“The first rule of Fight Club is you do not talk about Fight Club.” The irony of this famous saying is that everyone talks about Fight Club. The secret spreads precisely because it’s a secret. Making the paradox of Fincher’s Fight Club the fact that the thing trying to suppress itself becomes the engine of its own propagation. However, as it turns out this is one of the most reliable formulas in the history of viral culture. Which brings us, inevitably, to 6-7.
Richard Dawkins coined the term “meme” in The Selfish Gene (1976) to describe cultural units that replicate, mutate, and compete for the attention of society. A successful meme, in Dawkins’ thesis, isn’t necessarily something that is true or good or even important for our knowledge, instead it’s simply something that sticks. It spreads because it is easy to copy, easy to transmit, and offers some reward (usually being laughter, belonging, or a source of identity) to the host who carries it and will eventually spread it.
6-7 is, by this standard, a near-perfect meme. It began as an ambiguous number in a drill rap song by Philadelphia rapper Skrilla (let it be known that even Skrilla himself has been unable to assign a fixed meaning to this term) and it mutated through contact with basketball highlights, a teenager rating a Starbucks drink, and a screaming child at an AAU game. In fact Dictionary.com named it the 2025 Word of the Year and defined it as “a burst of energy that spreads and connects people long before anyone agrees on what it actually means.” The Merriam-Webster definition is even more interesting: “a nonsensical expression connected to a song and a basketball player.” The meme’s lack of meaning is not some fault of the meme. It’s the entire feature and what makes it a perfect example of Dawkin’s memetics thesis.

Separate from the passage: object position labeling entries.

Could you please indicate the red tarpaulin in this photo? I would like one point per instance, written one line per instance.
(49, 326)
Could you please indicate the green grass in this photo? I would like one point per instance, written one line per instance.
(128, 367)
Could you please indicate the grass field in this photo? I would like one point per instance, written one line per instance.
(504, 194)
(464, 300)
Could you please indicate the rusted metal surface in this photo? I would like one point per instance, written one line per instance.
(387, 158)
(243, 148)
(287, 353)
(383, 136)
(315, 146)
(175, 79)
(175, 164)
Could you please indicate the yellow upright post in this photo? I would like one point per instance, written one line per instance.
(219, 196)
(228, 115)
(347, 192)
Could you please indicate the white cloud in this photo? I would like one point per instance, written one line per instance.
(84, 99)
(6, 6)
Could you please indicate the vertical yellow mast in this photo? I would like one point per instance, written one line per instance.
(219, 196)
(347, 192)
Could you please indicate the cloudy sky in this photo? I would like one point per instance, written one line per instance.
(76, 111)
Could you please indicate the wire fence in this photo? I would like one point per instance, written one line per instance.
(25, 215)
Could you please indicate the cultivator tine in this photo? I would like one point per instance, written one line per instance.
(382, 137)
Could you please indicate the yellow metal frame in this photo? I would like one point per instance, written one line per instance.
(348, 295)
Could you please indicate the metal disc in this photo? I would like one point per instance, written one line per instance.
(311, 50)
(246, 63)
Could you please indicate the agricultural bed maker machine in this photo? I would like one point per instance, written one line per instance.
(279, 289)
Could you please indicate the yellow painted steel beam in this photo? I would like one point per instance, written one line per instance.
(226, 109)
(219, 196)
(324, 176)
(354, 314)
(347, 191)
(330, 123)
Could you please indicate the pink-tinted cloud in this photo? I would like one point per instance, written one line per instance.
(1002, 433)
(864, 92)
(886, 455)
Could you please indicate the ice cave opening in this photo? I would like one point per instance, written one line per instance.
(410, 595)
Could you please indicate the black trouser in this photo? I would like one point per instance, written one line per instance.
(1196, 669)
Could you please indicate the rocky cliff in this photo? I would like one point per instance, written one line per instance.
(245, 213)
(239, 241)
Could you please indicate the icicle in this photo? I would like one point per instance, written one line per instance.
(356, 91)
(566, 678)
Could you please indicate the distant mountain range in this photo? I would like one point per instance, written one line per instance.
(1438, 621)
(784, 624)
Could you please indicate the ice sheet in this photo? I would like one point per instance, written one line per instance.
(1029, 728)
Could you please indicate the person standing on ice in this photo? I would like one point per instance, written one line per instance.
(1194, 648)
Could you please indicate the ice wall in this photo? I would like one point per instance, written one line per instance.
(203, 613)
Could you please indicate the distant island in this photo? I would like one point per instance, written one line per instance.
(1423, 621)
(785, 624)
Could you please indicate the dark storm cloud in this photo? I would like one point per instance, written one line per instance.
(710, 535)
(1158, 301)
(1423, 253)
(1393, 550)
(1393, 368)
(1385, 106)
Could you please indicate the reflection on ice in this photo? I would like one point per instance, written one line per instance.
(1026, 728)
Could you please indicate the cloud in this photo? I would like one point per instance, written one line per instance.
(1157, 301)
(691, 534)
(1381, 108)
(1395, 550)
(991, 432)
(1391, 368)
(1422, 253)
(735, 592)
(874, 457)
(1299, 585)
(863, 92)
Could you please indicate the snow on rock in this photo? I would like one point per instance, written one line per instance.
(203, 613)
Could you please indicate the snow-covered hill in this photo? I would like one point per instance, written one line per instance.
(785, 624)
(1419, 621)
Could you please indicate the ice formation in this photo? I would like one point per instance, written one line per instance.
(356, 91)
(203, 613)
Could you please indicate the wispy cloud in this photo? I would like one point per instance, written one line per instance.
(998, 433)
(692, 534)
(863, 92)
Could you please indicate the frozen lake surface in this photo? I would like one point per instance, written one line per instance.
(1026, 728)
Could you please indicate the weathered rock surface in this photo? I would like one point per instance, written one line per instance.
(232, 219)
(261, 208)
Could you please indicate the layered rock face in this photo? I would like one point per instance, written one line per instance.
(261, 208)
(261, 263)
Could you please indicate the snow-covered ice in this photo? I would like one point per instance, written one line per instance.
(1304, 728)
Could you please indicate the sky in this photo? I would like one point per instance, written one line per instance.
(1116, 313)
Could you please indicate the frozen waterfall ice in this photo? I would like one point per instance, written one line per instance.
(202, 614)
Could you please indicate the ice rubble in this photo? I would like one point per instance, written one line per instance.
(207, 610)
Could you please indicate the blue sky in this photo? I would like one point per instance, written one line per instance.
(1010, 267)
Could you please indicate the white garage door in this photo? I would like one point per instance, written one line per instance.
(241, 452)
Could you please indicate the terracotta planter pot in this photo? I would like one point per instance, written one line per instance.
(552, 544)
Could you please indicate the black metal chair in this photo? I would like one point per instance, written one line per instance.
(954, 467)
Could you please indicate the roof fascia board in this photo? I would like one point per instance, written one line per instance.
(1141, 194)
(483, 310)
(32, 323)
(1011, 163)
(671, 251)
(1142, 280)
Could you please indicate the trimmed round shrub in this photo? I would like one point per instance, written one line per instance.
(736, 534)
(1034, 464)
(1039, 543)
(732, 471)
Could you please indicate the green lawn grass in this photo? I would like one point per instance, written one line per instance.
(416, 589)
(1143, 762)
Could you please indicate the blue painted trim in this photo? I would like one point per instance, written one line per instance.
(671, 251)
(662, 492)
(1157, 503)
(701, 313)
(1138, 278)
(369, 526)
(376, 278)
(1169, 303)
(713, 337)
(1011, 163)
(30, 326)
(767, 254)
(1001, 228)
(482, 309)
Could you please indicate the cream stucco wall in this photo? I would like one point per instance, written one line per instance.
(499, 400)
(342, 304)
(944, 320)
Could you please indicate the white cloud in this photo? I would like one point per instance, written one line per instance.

This is where Fight Club can teach us something.
Fight Club’s central theme is that systems and ideas can metastasize completely independently and deviate from their original intent. Tyler Durden creates a tight, rule-bound underground organization, purposefully setting rules that exist in an attempt to contain and direct the chaos. But the chaos gets out of hand, scaling beyond Durden’s control, and becomes something its founder no longer recognizes by the end of the movie.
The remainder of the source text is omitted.